On Friday (June 27th), Jamie and I looked at each other and the man sitting between us amid an overflow crowd of Connecticut Repubicans: Minnesota Gov. Tim Pawlenty. This time, no comment was made about the featured speaker at the Connecticut GOP’s annual Prescott Bush Awards Dinner. No comment was needed. It was obvioius that now, it’s Tim Pawlenty’s week to be in the vice presidential spotlight.
Fresh from a string of cable TV appearances in Des Moines, Iowa on behalf of John McCain’s presidential campaign, the two-term governor of the Gopher State was now the "visiting fireman" at an event that last year featured Fred Thompson as speaker amid speculation he would soon announce for President. As Pawlenty posed for pictures with Nutmeg State Republicans at a private reception and prepared to address the crowd of more than 500 at the Stamford Sheraton Hotel, one could almost feel the speculation of the Minnesotan as McCain’s runningmate.
"Our speaker tonight is on the shortest of short lists to be the next vice president," declared Rep. Chris Shays (R.-CT) in remarks preceding Pawlenty’s, prompting wild cheers from the audience. One of the most liberal Republicans in the House (albeit one under fire from Democrats this year because of his steadfast support of the Administration on Iraq), Shays left little doubt he would not mind running on a ticket with McCain and the conservative Minnesotan.
When I asked Lieutenant Gov. Michael Fedele, an early McCain backer, who he wanted for the running mate position, he remarked: "We’ve got someone speaking tonight who’s getting a lot of mention for it." Even McCain himself got into the act: in filmed remarks to the Bush event (which is named for George W. Bush’s grandfather, Republican senator from Connecticut from 1952-62), the soon-to-be presidential nominee hailed Pawlenty as "a rising star" in the Republican Party and how the governor was with him from the beginning as "a national co-chairman of my campaign."
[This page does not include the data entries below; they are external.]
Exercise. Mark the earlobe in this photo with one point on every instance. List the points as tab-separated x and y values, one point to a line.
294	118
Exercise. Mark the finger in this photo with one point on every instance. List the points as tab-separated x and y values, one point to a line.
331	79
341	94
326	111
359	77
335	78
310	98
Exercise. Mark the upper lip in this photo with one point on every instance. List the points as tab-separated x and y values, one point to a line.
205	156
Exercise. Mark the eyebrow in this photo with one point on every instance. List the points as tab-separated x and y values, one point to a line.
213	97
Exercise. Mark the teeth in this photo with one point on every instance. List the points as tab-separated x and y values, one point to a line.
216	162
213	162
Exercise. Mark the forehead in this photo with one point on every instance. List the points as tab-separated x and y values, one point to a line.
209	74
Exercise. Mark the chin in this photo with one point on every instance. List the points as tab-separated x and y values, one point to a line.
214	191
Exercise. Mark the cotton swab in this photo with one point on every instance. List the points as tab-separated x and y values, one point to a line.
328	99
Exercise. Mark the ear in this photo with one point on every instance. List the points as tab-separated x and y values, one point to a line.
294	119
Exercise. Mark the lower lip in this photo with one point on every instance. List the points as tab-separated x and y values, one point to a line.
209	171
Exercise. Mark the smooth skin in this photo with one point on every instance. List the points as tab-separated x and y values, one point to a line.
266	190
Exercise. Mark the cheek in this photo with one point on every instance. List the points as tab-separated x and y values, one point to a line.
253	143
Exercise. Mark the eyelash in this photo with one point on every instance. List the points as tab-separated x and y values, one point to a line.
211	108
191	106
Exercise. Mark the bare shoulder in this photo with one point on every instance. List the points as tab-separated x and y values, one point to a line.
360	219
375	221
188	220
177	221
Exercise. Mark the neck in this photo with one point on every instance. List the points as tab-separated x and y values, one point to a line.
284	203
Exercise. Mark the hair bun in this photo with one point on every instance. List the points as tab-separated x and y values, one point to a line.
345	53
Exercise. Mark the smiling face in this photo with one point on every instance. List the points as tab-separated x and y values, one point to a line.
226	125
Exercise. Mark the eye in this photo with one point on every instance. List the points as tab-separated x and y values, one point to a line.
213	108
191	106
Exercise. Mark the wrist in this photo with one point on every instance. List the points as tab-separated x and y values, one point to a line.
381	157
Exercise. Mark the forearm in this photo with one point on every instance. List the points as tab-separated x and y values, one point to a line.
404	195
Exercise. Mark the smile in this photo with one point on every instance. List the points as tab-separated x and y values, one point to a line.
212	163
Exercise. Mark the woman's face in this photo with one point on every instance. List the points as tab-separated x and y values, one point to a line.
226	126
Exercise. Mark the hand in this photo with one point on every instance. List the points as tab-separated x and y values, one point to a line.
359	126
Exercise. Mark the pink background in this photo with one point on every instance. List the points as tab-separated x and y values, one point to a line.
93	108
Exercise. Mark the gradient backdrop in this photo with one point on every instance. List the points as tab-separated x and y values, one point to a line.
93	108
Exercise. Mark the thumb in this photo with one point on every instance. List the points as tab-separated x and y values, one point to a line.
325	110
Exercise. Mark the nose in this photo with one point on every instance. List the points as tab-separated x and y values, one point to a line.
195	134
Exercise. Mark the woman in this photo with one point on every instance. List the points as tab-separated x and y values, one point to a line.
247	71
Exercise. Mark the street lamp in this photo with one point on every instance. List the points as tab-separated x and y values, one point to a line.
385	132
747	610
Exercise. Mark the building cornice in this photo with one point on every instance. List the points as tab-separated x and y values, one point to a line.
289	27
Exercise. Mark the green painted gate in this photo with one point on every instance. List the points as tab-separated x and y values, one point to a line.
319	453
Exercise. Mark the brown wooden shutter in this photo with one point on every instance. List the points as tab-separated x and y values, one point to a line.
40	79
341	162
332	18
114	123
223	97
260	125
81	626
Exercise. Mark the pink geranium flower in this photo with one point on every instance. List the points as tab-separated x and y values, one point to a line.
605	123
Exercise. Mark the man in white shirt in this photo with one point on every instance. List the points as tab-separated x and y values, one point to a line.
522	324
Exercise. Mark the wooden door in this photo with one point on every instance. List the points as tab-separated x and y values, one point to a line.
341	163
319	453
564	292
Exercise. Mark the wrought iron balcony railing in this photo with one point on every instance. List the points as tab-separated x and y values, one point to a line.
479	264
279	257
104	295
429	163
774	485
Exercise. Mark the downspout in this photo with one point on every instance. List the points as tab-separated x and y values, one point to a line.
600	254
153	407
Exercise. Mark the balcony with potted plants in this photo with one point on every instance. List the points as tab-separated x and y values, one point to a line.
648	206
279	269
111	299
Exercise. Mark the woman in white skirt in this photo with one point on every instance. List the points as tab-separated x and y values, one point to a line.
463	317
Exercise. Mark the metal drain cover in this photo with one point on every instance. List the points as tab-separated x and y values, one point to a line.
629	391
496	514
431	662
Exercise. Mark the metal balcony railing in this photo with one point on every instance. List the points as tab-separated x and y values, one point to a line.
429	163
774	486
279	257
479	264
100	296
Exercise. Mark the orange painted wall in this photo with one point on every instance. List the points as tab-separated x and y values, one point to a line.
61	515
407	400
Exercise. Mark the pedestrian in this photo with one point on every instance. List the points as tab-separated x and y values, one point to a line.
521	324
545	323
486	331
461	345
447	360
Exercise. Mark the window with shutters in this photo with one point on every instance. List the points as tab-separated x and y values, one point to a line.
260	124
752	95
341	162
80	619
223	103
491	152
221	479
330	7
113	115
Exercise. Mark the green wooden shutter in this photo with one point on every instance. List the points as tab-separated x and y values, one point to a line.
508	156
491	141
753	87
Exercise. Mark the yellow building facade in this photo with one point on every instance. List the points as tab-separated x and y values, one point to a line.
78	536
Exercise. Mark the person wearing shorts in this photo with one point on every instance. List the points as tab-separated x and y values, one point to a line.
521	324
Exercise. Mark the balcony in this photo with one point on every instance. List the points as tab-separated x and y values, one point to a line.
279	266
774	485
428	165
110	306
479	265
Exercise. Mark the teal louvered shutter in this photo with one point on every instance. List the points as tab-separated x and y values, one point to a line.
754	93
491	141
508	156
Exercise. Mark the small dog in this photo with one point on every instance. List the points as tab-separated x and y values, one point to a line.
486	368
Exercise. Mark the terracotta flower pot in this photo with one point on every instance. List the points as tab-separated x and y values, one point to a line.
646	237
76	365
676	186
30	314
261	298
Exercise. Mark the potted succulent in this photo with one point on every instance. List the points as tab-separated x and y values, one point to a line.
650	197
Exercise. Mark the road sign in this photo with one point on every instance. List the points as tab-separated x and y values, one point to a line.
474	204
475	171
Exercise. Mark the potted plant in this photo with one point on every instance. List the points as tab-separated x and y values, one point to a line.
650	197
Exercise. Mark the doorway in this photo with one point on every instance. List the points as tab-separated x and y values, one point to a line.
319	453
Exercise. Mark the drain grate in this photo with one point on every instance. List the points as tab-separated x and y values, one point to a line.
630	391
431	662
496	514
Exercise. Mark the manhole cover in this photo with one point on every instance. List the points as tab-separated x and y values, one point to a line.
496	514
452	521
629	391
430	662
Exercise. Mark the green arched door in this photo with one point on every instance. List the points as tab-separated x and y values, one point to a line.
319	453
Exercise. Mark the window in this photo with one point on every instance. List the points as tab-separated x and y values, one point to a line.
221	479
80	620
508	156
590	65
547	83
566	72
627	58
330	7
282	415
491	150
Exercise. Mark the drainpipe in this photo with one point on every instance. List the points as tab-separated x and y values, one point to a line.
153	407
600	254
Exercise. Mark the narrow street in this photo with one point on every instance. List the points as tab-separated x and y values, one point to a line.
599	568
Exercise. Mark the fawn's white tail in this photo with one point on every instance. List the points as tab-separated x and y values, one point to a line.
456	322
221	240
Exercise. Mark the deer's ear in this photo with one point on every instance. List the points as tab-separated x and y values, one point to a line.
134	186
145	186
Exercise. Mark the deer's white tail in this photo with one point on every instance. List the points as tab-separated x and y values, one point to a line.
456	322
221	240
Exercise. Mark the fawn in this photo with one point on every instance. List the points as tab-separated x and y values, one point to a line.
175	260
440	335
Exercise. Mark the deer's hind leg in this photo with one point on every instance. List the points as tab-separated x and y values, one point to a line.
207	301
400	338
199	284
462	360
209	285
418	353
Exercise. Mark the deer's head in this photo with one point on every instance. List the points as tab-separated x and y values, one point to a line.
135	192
Last year, Fred Thompson got tremendous buildup before his address to the Bush banquet and then got so-so reviews after his remarks. This year, no one had great expectations for Pawlenty–in large part because he is only now becoming known in national party circles. Yet the early verdict was that Pawlenty hit a home run with his upbeat message, spiced with quotes from Will Rogers, Martin Luther King, and columnist Tom (The World Is Flat) Friedman.
Even Republicans at the dinner I spoke to who voiced preferences for other vice presidential hopefuls made it clear that they had no objection to Pawlenty on the second spot with McCain. State GOP Chairman Chris Healy, who got his political start handing out leaflets at New York City subways for William F. Buckley’s race for mayor on the Conservative Party ticket, told me: "Look, a lot of our people want Mitt Romney as the running mate and feel he would energize a good number of economic conservatives. Personally, I would love to see McCain do something magical and pick [former Oklahoma Rep.] J.C. Watts. But Tim Pawlenty is also impressive. Anyone who can win the governorship twice in a state that last went Republican for President in 1972 and can work with that legislature to cut taxes is impressive. He can talk to the great middle."
So what does Pawlenty think of all this talk?
"I’m honored to be able to serve John McCain in the campaign," Pawlenty told me, "He’s a great leader who would make a great President. I’m also happy with my day job."
Does he talk to McCain regularly? Pawlenty replied that he was with the candidate at a series of events in Minnesota and "we keep in touch."